JOHN ALDEN LIFE INSURANCE COMPANY, a Minnesota Corporation, Appellant,
v.
BENEFITS MANAGEMENT ASSOCIATES, INC., Appellee.

No. 96-60.

District Court of Appeal of Florida, Third District.

May 29, 1996.
Rehearing Denied July 3, 1996.

*189 Alley and Alley, and John-Edward Alley and Edmund J. McKenna, Tampa, Lane, Reese, Aulick, Summers & Field and William S. Reese, Coral Gables, for appellant.

Ford, Domnick, Wolf & Lopez-Albear, and Sean C. Domnick and Patrick Ford, Jr., Miami, for appellee.

Before SCHWARTZ, C.J., and GODERICH and GREEN, JJ.

PER CURIAM.

We reverse the order granting partial summary judgment. The subject order found enforceable a contractual term which provided for a bonus to be negotiated by the parties in the future.[1] We conclude that such a contractual provision was merely an "agreement to agree" in the future about the bonus and hence unenforceable as a matter of law. Suggs v. Defranco's, Inc., 626 So. 2d 1100, 1101 (Fla. 1st DCA 1993); Jacksonville Port Auth. v. W.R. Johnson Enters., Inc., 624 So. 2d 313, 315 (Fla. 1st DCA 1993), rev. denied, 634 So. 2d 629 (Fla.1994); Bee Line Air Transp. Inc. v. Dodd, 496 So. 2d 874 (Fla. 3d DCA 1986), rev. denied, 506 So. 2d 1040 (Fla.1987); see also Metropolitan Dade County v. Estate of Hernandez, 591 So. 2d 1124 (Fla. 3d DCA 1992) (finding failure to have reached a settlement agreement where there was no competent substantial evidence that the parties had agreed on an essential term of the contract, namely, whether the consideration was to be $10,000 or $10,500). Compare Blackhawk Heating & Plumbing Co. v. Data Lease Financial Corp., 302 So. 2d 404 (Fla.1974) (finding that contract itself described sufficient method of computing "cash-flow benefits" for court to enforce provision).

Appellee relies in part on Community Design Corp. v. Antonell, 459 So. 2d 343, 344-45 & nn. 1, 2 (Fla. 3d DCA 1984), rev. denied, 469 So. 2d 748 (Fla.1985), which found a bonus agreement enforceable where the defendant had received the benefit of the plaintiff's performance of a task. In Community Design, the existence of the contract for a bonus was clear, and the amount of the bonus was clearly to be between $20,000 and $35,000. Community Design is inapposite, however, where the award in that case was analogous to quantum meruit for otherwise uncompensated services. Here, the subject bonus would be additional remuneration for services for which John Alden has already paid in full under a contract.

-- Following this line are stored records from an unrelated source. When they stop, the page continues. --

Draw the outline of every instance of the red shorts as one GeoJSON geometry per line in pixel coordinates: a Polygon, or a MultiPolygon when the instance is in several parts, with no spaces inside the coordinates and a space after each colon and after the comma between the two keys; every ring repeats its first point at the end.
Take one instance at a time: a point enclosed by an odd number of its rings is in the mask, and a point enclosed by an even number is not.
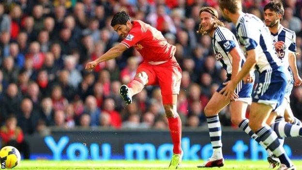
{"type": "Polygon", "coordinates": [[[175,58],[158,65],[144,62],[138,66],[136,73],[143,71],[148,76],[147,85],[159,85],[164,104],[176,104],[172,94],[179,93],[181,69],[175,58]]]}

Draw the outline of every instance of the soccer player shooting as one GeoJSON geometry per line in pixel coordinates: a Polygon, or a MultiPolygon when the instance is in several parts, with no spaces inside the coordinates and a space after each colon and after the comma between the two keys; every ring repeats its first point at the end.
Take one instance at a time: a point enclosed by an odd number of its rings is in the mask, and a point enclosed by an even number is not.
{"type": "Polygon", "coordinates": [[[181,161],[182,151],[181,121],[176,110],[181,69],[174,57],[176,47],[168,43],[160,31],[140,20],[132,20],[124,11],[113,16],[111,26],[123,40],[97,59],[88,62],[85,68],[93,69],[100,62],[114,59],[131,46],[135,47],[144,61],[139,65],[134,79],[128,85],[121,86],[120,93],[128,105],[132,102],[132,96],[140,92],[145,85],[159,85],[173,144],[169,168],[176,169],[181,161]]]}

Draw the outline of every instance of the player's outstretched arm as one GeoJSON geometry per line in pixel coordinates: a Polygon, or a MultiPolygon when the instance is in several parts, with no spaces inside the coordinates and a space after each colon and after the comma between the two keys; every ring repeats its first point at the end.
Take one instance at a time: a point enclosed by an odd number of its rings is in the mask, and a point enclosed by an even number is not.
{"type": "Polygon", "coordinates": [[[246,53],[247,54],[246,61],[243,64],[243,65],[242,65],[241,70],[238,73],[236,78],[234,79],[234,81],[236,85],[243,77],[247,75],[248,74],[249,74],[251,70],[254,68],[258,62],[258,56],[256,55],[255,49],[247,51],[246,53]]]}
{"type": "Polygon", "coordinates": [[[85,67],[85,69],[92,70],[100,62],[115,58],[121,54],[121,53],[127,49],[127,47],[124,45],[121,44],[119,44],[110,48],[108,51],[106,52],[106,53],[99,57],[97,59],[87,63],[85,67]]]}
{"type": "Polygon", "coordinates": [[[294,80],[295,80],[295,86],[299,86],[302,83],[302,79],[299,75],[298,72],[298,68],[297,67],[297,62],[296,59],[296,54],[294,53],[289,53],[288,54],[288,62],[289,63],[289,67],[292,71],[294,76],[294,80]]]}
{"type": "Polygon", "coordinates": [[[238,49],[237,47],[233,48],[229,52],[230,55],[232,56],[232,77],[231,79],[234,79],[239,72],[240,68],[241,58],[238,49]]]}

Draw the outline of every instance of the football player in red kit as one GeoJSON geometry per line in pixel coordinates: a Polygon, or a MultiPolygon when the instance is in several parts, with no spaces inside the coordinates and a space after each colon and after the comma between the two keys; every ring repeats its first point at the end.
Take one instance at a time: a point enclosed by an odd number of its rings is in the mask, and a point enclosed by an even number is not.
{"type": "Polygon", "coordinates": [[[131,46],[135,47],[144,61],[138,66],[134,79],[127,85],[121,86],[120,93],[126,104],[130,104],[132,96],[140,92],[145,85],[159,85],[173,144],[169,168],[177,168],[182,156],[181,121],[176,110],[181,70],[174,57],[176,47],[168,43],[160,31],[140,20],[132,20],[125,11],[117,13],[111,25],[123,40],[97,59],[88,62],[86,69],[92,69],[100,62],[119,56],[131,46]]]}

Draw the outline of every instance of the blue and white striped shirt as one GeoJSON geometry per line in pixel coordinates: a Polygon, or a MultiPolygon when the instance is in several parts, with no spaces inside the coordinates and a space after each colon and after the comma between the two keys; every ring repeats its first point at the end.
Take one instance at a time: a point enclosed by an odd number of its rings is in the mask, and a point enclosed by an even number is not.
{"type": "Polygon", "coordinates": [[[232,74],[233,58],[229,52],[234,48],[237,47],[241,57],[241,65],[245,61],[245,58],[240,48],[239,44],[235,36],[226,28],[218,27],[216,28],[213,37],[213,49],[216,60],[219,62],[221,66],[226,71],[228,74],[232,74]]]}
{"type": "Polygon", "coordinates": [[[258,61],[256,68],[259,72],[274,70],[282,65],[271,37],[271,32],[256,16],[242,13],[236,24],[237,36],[245,51],[254,49],[258,61]]]}

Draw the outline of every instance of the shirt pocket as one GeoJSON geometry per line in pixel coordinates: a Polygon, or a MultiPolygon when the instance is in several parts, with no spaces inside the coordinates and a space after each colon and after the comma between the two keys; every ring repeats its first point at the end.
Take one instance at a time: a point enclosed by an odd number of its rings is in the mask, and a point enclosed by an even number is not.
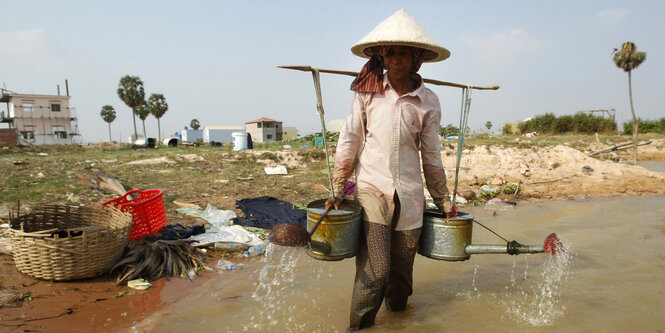
{"type": "Polygon", "coordinates": [[[420,133],[423,131],[423,117],[420,110],[412,104],[402,106],[402,132],[408,131],[414,141],[418,141],[420,133]]]}

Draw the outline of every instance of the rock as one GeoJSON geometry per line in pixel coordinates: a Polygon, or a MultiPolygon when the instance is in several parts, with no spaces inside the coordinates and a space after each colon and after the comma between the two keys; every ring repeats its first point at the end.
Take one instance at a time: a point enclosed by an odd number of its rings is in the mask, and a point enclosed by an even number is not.
{"type": "Polygon", "coordinates": [[[145,279],[136,279],[127,282],[127,286],[134,290],[147,290],[152,288],[152,283],[145,279]]]}
{"type": "Polygon", "coordinates": [[[582,167],[582,172],[584,172],[584,174],[587,175],[587,176],[591,175],[591,173],[593,172],[593,168],[591,168],[588,165],[585,165],[585,166],[582,167]]]}
{"type": "Polygon", "coordinates": [[[23,304],[21,295],[15,291],[0,290],[0,308],[18,308],[23,304]]]}
{"type": "Polygon", "coordinates": [[[480,194],[482,195],[493,195],[497,192],[499,192],[498,189],[491,187],[489,185],[483,185],[480,187],[480,194]]]}
{"type": "Polygon", "coordinates": [[[461,193],[459,193],[459,195],[461,195],[462,197],[464,197],[464,199],[468,201],[476,200],[476,192],[474,192],[473,190],[468,190],[468,189],[464,190],[461,193]]]}
{"type": "Polygon", "coordinates": [[[503,178],[496,177],[488,182],[490,185],[500,186],[503,185],[503,178]]]}

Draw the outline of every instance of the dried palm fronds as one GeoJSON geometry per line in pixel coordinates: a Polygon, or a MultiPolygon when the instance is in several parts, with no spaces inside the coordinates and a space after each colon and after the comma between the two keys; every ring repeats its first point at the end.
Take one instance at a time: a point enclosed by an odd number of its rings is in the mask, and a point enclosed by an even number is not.
{"type": "Polygon", "coordinates": [[[182,240],[136,241],[127,247],[122,258],[111,268],[116,284],[143,278],[182,276],[188,279],[199,269],[207,269],[203,252],[182,240]]]}

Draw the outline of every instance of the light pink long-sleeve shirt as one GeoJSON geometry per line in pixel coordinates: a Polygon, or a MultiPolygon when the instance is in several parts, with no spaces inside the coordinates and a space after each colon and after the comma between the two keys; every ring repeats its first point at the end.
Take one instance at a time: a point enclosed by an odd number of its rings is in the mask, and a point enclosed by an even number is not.
{"type": "MultiPolygon", "coordinates": [[[[402,96],[388,79],[384,80],[383,94],[357,93],[337,144],[335,197],[342,197],[346,180],[355,170],[359,193],[378,191],[392,199],[397,192],[401,209],[396,230],[421,227],[425,200],[421,158],[434,203],[449,203],[441,162],[440,122],[439,99],[422,81],[402,96]]],[[[390,217],[378,220],[388,223],[384,221],[390,217]]]]}

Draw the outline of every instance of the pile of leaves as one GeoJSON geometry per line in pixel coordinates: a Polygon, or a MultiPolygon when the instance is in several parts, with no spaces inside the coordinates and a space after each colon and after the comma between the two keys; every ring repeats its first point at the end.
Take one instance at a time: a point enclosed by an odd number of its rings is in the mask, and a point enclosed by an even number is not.
{"type": "Polygon", "coordinates": [[[206,269],[204,254],[182,240],[139,240],[130,243],[122,258],[111,268],[116,284],[134,279],[157,280],[182,276],[190,279],[206,269]]]}

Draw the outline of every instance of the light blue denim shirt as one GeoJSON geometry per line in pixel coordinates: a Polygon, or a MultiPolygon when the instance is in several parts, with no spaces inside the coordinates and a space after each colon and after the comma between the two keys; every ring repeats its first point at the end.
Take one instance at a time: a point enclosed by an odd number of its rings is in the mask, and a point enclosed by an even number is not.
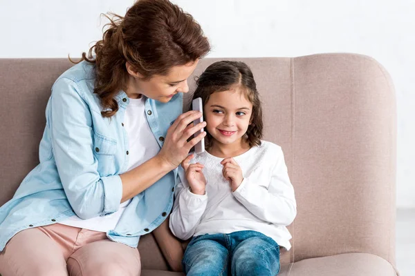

Accordingly, we reverse and remand with instructions that summary judgment be entered in favor of appellant pursuant to its motion in this cause.

Reversed and remanded with instructions.

NOTES

[1] Specifically the subject contractual provision provided in pertinent part that:

Based upon the performance of the SPO, that the independent contractor [appellee] conceptualized and helped develop, a separate bonus payment will be negotiated.